Il Gip ha interdetto dall’attività imprenditoriale per due mesi Andrea Valentini, 54 anni e Antonio Chillè, di 53, e disposto il sequestro preventivo dei beni di Letterio Frisone fino ad un massimo di 100 mila euro. Quest’ultimo provvedimento fa seguito alla stima della presunta tangente che il dirigente del Cas, in qualità di responsabile del provvedimento della gara al centro dell’inchiesta, secondo la Procura di Messina, avrebbe ottenuto, oltre alla ristrutturazione di un suo immobile, per fare ottenere lavori a imprenditori “amici”.
C’è anche il rifiuto di una tangente negli atti dell’inchiesta “Tekno” della Procura di Messina sul Consorzio autostrade siciliane. La dazione sarebbe avvenuta da parte di Giacomo Giordano, che è stato posto agli arresti domiciliari dalla Dia di Catania, nei confronti di un dirigente della Aeroporti di Roma (Adr) che era preposto alla gestione dell’appalto di pulizia nello scalo Leonardo da Vinci di Fiumicino svolto da una società riconducibile all’imprenditore, la Meridional Service.

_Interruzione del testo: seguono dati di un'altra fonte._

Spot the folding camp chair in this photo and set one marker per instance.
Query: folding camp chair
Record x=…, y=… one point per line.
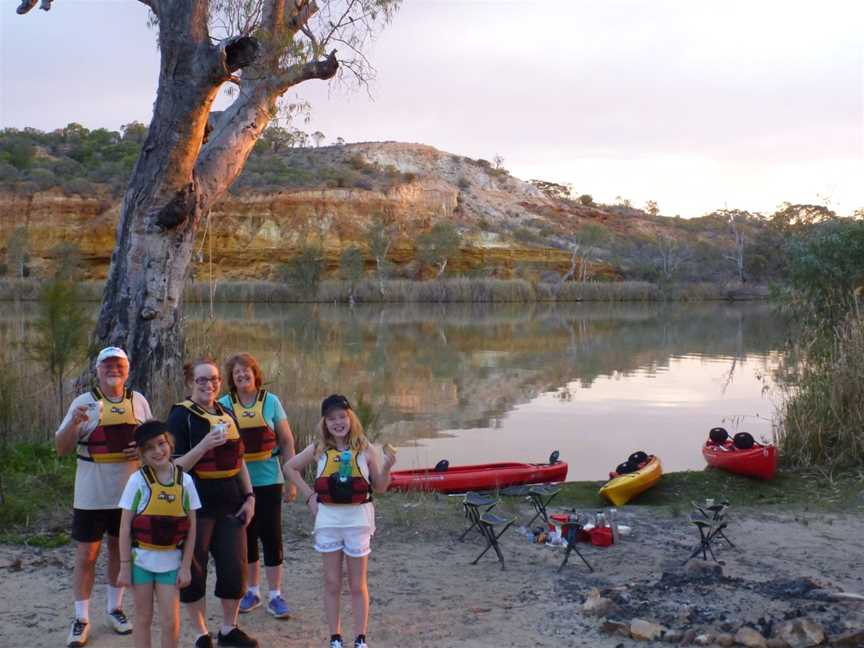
x=570, y=532
x=487, y=524
x=538, y=494
x=716, y=513
x=472, y=504
x=711, y=523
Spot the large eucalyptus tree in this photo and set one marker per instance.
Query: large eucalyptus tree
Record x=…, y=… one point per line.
x=190, y=157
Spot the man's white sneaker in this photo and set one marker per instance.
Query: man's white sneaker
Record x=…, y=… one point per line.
x=118, y=622
x=78, y=634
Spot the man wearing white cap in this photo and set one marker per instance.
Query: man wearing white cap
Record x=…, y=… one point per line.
x=100, y=427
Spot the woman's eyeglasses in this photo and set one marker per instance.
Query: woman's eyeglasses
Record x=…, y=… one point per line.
x=203, y=381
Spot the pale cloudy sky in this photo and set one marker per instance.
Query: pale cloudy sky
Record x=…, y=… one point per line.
x=694, y=104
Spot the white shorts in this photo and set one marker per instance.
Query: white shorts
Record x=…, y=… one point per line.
x=352, y=541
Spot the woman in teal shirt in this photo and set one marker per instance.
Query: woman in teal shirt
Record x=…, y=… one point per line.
x=266, y=434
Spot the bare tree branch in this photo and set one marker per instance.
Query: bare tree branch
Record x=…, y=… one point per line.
x=323, y=70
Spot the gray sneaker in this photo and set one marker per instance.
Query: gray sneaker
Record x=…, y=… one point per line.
x=118, y=622
x=78, y=634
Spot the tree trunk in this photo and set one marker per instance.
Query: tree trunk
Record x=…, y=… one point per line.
x=163, y=205
x=178, y=177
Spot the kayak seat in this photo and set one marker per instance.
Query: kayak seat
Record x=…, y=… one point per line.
x=472, y=503
x=489, y=524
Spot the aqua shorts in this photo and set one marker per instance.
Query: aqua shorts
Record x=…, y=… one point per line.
x=141, y=576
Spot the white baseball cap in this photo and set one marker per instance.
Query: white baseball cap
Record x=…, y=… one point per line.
x=111, y=352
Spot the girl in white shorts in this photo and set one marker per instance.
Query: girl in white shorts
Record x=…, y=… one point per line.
x=348, y=470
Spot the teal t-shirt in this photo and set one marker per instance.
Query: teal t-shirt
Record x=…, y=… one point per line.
x=267, y=472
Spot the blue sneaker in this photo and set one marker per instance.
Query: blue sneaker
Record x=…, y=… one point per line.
x=249, y=602
x=278, y=608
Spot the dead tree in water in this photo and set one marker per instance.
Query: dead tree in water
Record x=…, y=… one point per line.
x=186, y=164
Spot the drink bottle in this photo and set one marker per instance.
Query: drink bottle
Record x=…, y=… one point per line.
x=345, y=466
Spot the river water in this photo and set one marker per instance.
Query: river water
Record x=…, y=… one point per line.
x=476, y=383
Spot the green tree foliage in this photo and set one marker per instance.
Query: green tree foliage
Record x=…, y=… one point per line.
x=438, y=245
x=61, y=327
x=826, y=268
x=73, y=158
x=17, y=150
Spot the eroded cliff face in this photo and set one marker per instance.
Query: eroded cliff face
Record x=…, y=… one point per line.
x=252, y=235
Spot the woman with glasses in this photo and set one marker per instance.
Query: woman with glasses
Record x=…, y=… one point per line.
x=265, y=432
x=208, y=445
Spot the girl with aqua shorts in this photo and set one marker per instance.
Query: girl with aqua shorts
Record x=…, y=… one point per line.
x=266, y=436
x=157, y=534
x=348, y=470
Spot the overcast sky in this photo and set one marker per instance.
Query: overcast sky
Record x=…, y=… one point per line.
x=695, y=104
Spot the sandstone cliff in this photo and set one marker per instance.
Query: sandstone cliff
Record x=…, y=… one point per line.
x=507, y=225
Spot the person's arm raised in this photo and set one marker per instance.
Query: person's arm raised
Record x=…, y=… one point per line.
x=380, y=468
x=292, y=468
x=66, y=437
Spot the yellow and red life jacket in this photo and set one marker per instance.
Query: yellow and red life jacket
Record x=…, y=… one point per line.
x=164, y=522
x=332, y=489
x=222, y=461
x=114, y=431
x=259, y=438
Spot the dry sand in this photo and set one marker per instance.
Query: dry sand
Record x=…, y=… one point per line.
x=425, y=592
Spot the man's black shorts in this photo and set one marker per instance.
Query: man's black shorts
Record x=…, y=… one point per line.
x=91, y=525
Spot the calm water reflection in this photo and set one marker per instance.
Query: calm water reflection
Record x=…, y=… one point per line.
x=476, y=383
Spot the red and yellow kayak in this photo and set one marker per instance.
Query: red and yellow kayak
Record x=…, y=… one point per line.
x=623, y=488
x=759, y=461
x=460, y=479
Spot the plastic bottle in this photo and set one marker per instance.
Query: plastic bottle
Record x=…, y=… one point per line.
x=613, y=522
x=345, y=466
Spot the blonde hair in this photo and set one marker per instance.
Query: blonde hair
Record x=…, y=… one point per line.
x=248, y=361
x=357, y=440
x=168, y=436
x=189, y=368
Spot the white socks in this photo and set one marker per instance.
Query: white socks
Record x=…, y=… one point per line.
x=115, y=599
x=82, y=610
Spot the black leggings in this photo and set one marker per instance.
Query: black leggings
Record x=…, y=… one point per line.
x=266, y=525
x=222, y=536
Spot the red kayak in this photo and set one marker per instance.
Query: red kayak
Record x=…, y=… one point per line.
x=759, y=461
x=460, y=479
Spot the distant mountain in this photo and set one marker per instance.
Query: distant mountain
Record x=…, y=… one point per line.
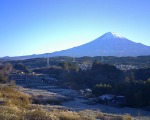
x=109, y=44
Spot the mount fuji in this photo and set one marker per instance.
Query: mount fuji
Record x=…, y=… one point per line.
x=109, y=44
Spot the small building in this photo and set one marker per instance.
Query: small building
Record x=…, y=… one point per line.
x=107, y=98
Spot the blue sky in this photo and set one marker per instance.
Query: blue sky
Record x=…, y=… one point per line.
x=43, y=26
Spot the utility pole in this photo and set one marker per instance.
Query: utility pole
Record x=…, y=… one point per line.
x=47, y=60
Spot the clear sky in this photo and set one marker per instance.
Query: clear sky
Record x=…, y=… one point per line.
x=43, y=26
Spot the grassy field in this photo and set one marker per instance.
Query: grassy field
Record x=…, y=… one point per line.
x=15, y=105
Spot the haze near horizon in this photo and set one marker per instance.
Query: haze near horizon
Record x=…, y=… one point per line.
x=34, y=27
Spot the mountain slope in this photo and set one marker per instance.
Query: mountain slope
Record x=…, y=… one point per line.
x=109, y=44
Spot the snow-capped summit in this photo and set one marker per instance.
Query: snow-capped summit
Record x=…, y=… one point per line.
x=111, y=35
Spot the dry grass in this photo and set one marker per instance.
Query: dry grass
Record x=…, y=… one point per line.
x=15, y=105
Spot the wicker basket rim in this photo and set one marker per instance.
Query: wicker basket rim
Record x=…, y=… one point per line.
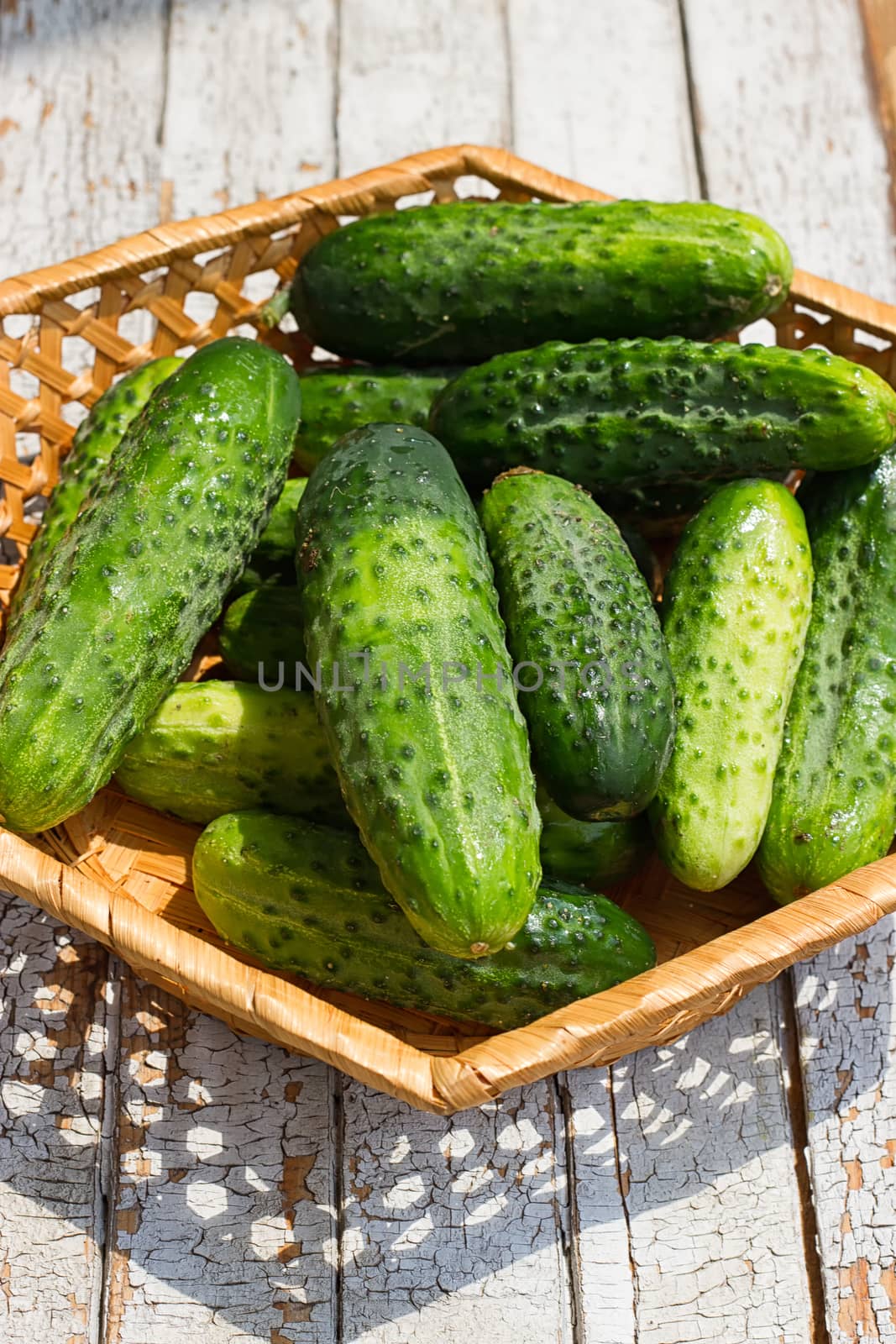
x=705, y=980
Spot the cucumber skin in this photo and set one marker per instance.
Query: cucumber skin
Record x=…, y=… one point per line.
x=338, y=400
x=392, y=559
x=465, y=281
x=140, y=575
x=833, y=806
x=591, y=853
x=264, y=625
x=217, y=746
x=622, y=417
x=96, y=440
x=571, y=591
x=736, y=608
x=308, y=900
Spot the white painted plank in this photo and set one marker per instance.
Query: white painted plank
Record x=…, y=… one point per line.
x=81, y=92
x=600, y=94
x=453, y=1227
x=250, y=101
x=78, y=167
x=53, y=1041
x=224, y=1223
x=790, y=129
x=638, y=1247
x=226, y=1227
x=419, y=74
x=848, y=1046
x=705, y=1163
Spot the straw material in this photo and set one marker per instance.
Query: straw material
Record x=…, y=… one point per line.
x=121, y=873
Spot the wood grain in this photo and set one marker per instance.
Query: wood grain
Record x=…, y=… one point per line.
x=454, y=1227
x=790, y=129
x=224, y=1214
x=587, y=80
x=432, y=73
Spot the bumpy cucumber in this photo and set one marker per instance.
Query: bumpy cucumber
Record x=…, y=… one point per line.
x=392, y=564
x=736, y=605
x=833, y=806
x=597, y=692
x=96, y=440
x=618, y=417
x=465, y=281
x=275, y=558
x=308, y=900
x=591, y=853
x=217, y=746
x=338, y=400
x=140, y=575
x=261, y=631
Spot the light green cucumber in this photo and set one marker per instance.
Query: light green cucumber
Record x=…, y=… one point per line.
x=308, y=900
x=217, y=746
x=736, y=605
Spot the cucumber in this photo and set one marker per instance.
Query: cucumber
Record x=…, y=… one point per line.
x=96, y=440
x=736, y=605
x=308, y=900
x=338, y=400
x=465, y=281
x=273, y=561
x=618, y=417
x=392, y=564
x=261, y=636
x=217, y=746
x=833, y=806
x=140, y=575
x=597, y=692
x=591, y=853
x=644, y=558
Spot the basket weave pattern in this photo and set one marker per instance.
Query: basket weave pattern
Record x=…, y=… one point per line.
x=121, y=873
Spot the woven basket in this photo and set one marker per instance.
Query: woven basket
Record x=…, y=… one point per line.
x=121, y=873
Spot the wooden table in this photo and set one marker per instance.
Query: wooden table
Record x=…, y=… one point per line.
x=164, y=1180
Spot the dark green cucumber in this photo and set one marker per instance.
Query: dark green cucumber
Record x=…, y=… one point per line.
x=275, y=558
x=140, y=575
x=308, y=900
x=618, y=417
x=217, y=746
x=392, y=564
x=96, y=440
x=261, y=636
x=736, y=605
x=591, y=853
x=644, y=557
x=597, y=692
x=465, y=281
x=833, y=806
x=338, y=400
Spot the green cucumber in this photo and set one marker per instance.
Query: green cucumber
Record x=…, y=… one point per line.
x=736, y=606
x=618, y=417
x=338, y=400
x=591, y=853
x=261, y=636
x=465, y=281
x=96, y=440
x=308, y=900
x=597, y=692
x=833, y=806
x=217, y=746
x=140, y=575
x=273, y=561
x=392, y=564
x=644, y=557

Per ottenere eventuali riduzioni sulle penali contrattualmente previste in caso di inadempimenti nella prestazione del servizio Giordano avrebbe lasciato una busta con buoni carburanti per 500 euro. Il funzionario dell’Adr, non soltanto ha rifiutato la tangente, ma ha provveduto ad informare superiori e collaboratori dell’accaduto e a restituire successivamente la busta. Il reato ipotizzato dalla Procura di Messina è di istigazione alla corruzione.
Nel pomeriggio con una nota, il presidente del Consorzio Autostrade Siciliane, Rosario Faraci, ha “preso atto dei provvedimenti scaturiti dalle conclusioni delle indagini della Dia e rimane in attesa che l’Autorità giudiziaria, nel cui operato ha dichiarato di riporre l’assoluta fiducia, stabilisca la verità riservandosi ogni azione utile a difesa della immagine dell’Ente e della sua condotta. Conferma – si legge ancora nella nota – l’impegno di continuare nell’azione di risanamento dell’Ente necessaria per garantire, nella massima legalità e trasparenza, l’eliminazione di qualsiasi comportamento ‘deviato’ insieme con l’ammodernamento della intera rete autostradale nonché la realizzazione di tutti i lavori programmati nei tempi previsti”.